The RBI has projected the country's Gross Domestic Product to remain in negative territory for 2020-21.
"Turning to the growth outlook, economic activity other than agriculture is likely to remain depressed in Q1:2020-21 in view of the extended lockdown. Even though the lockdown may be lifted by end-May with some restrictions, economic activity even in Q2 may remain subdued due to social distancing measures and the temporary shortage of labour. Recovery in economic activity is expected to begin in Q3 and gain momentum in Q4 as supply lines are gradually restored to normalcy and demand gradually revives," the RBI said in a release.
It further noted that for the year as a whole, there is still heightened uncertainty about the duration of the pandemic and how long social distancing measures are likely to remain in place and consequently, downside risks to domestic growth remain significant.

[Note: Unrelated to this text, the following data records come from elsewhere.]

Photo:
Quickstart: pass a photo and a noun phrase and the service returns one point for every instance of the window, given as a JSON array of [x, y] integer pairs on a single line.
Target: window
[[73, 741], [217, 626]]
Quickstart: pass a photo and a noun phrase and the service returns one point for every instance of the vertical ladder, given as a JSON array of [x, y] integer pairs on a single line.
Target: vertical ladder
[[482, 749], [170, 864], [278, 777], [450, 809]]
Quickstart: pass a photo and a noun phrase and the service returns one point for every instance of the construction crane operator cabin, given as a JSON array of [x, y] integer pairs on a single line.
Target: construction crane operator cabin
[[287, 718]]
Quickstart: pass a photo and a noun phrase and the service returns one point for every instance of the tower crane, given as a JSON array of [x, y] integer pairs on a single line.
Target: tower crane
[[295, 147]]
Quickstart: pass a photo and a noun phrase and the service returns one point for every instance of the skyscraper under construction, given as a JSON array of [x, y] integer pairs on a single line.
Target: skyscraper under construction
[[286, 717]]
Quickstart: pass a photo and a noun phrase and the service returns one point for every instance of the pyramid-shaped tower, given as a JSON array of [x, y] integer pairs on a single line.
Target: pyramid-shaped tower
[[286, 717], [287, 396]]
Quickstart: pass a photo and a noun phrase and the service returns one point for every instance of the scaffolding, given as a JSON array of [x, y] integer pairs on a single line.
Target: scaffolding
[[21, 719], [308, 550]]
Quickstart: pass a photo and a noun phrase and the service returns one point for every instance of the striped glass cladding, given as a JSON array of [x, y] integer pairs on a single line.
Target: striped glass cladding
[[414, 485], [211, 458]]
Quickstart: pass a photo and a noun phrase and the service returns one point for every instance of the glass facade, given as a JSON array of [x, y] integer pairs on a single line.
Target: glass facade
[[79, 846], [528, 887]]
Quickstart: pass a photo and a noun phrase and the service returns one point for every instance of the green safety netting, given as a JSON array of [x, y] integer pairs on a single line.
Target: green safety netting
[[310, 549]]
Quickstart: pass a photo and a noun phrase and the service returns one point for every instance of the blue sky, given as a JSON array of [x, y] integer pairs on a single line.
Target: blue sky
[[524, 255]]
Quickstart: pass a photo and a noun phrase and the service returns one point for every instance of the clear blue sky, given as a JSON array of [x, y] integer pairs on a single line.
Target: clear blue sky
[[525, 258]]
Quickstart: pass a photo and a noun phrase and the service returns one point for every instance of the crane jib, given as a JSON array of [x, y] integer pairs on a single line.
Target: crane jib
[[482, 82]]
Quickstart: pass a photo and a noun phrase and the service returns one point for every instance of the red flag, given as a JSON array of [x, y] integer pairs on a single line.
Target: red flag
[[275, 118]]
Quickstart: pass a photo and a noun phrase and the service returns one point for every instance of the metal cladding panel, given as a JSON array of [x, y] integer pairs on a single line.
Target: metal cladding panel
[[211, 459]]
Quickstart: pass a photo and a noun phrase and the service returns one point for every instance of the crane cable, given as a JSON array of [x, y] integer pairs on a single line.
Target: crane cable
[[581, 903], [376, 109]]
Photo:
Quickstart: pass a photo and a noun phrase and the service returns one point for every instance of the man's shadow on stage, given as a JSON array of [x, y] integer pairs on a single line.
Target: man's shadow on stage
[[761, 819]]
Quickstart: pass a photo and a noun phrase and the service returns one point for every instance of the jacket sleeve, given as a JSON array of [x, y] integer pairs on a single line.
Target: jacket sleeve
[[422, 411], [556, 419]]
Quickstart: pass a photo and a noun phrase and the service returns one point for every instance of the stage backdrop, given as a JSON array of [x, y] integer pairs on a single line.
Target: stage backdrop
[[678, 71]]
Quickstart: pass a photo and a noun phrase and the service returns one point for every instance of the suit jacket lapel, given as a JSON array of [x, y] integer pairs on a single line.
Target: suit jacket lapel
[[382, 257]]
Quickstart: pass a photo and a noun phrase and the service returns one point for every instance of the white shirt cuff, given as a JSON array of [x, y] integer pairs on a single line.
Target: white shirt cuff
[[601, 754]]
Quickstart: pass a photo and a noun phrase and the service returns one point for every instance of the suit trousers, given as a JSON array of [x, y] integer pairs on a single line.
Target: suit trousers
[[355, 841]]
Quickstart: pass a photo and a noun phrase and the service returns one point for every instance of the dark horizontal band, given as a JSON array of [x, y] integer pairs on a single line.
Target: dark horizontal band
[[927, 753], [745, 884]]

"On the other hand, upside impulses could be unleashed if the pandemic is contained, and social distancing measures are phased out faster," the RBI said in a release.
The MPC is of the view that the macroeconomic impact of the pandemic is turning out to be more severe than initially anticipated, and various sectors of the economy are experiencing acute stress, the RBI noted.
"The impact of the shock has been compounded by the interaction of supply disruptions and demand compression. Beyond the destruction of economic and financial activity, livelihood and health are severely affected.
Even as various measures initiated by the Government and the Reserve Bank work to mitigate the adverse impact of the pandemic on the economy, it is necessary to ease financial conditions further. This will facilitate the flow of funds at affordable rates and revive animal spirits. With the inflation outlook remaining benign as lockdown-related supply disruptions are mended, the policy space to address growth concerns needs to be used now rather than later to support the economy, even while maintaining headroom to back up the revival of activity when it takes hold," the RBI noted.